After the completion of NAC, evaluation of residual tumors using imaging examinations is crucial to determine the method and the extent of surgical intervention. Among imaging examinations, dynamic contrast-enhanced (DCE) MRI is the most accurate, although it is not perfect4. Overestimation or underestimation can occur because of decreased vascularity, fragmentation of tumors, fibrosis, and inflammation caused by chemotherapy4. In a systemic review by Lobbes et al., the median correlation coefficient was 0.70 (range, 0.21–0.98) between tumor size measured on MRI and tumor size reported on surgical pathology5. In meta-analyses, the pooled sensitivity and specificity of post-NAC MRI showed a wide range of heterogeneous values, suggesting difficulties in assessing residual tumors and the potential for inter-observer variability6,7,8,9,10.

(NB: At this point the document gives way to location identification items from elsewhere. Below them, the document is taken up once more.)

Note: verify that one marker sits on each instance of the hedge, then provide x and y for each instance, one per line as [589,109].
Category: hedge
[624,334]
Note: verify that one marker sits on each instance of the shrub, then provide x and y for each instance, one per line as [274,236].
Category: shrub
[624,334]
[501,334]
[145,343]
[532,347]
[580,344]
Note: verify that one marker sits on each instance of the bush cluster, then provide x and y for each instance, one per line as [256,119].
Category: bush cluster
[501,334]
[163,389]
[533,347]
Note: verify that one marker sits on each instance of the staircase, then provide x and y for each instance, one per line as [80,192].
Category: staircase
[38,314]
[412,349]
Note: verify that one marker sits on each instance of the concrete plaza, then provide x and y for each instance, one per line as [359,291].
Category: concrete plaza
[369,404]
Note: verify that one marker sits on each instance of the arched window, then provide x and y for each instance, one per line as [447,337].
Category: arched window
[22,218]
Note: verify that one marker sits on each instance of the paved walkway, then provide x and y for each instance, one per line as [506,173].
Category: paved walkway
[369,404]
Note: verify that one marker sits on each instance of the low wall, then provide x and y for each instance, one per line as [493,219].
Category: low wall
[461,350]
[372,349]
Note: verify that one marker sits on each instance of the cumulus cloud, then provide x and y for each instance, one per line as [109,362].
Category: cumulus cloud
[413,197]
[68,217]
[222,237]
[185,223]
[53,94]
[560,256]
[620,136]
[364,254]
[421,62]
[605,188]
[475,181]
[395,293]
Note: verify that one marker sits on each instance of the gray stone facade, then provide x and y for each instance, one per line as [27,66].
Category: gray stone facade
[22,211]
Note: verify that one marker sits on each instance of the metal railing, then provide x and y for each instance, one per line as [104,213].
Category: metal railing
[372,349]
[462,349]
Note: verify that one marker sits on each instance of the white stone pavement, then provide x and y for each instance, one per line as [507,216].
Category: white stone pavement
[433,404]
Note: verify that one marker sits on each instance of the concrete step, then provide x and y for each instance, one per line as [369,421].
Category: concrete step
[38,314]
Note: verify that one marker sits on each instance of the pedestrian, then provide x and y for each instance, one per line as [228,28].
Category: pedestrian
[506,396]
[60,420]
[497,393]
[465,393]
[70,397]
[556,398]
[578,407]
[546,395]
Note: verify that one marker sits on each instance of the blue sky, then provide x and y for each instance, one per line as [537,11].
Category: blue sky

For patients who achieve pCR, the added value of breast surgery remains uncertain. Therefore, several clinical trials are currently underway to evaluate the feasibility and safety of obviating the need for surgery in patients who achieve radiologic CR11,12,13. As imaging methods are not sufficiently precise, these trials use vacuum-assisted biopsy to predict pCR11,12,13. However, biopsy has limitations such as false-negative diagnosis, the need for skilled radiologists, and rare complications such as bleeding and pneumothorax. Therefore, the development of a non-invasive imaging method to accurately predict pCR is a timely and clinically relevant subject.
Deep-learning techniques based on MRI have been used to predict pCR more accurately14,15. Most studies have predicted pCR using pretreatment or early treatment MRI16,17,18,19,20,21,22. Until now, few studies have classified pCR versus non-pCR using MRI after NAC completion23,24. Additionally, most studies have pooled all phases of DCE-MRI instead of evaluating the performance of each phase independently16,17,18,19,20,21,22,23,24. Using the best-performing single dynamic phase as input may not only improve the model performance but also reduce the computational burden compared to using all dynamic phases as inputs. Furthermore, most studies have pooled all breast cancer subtypes16,18,19,20,21,23,24. Breast cancers have heterogeneous properties and different pCR rates depending on their subtypes3. Luminal (hormone receptor-positive and HER2-negative) breast cancers usually undergo NAC in the locally advanced stage, with pCR rates being low, approximately 5–15%. NAC is performed for these patients to reduce tumor extent rather than to achieve pCR. In contrast, HER2-positive and triple-negative breast cancers undergo NAC not only in the locally advanced stage but also in earlier stages, with pCR rates being significantly higher, up to 40–60%. Consequently, clinical trials aimed at omitting surgery after NAC often include HER2-positive and triple-negative breast cancers and exclude luminal breast cancers13. Accordingly, subtype-specific prediction models have greater clinical impact.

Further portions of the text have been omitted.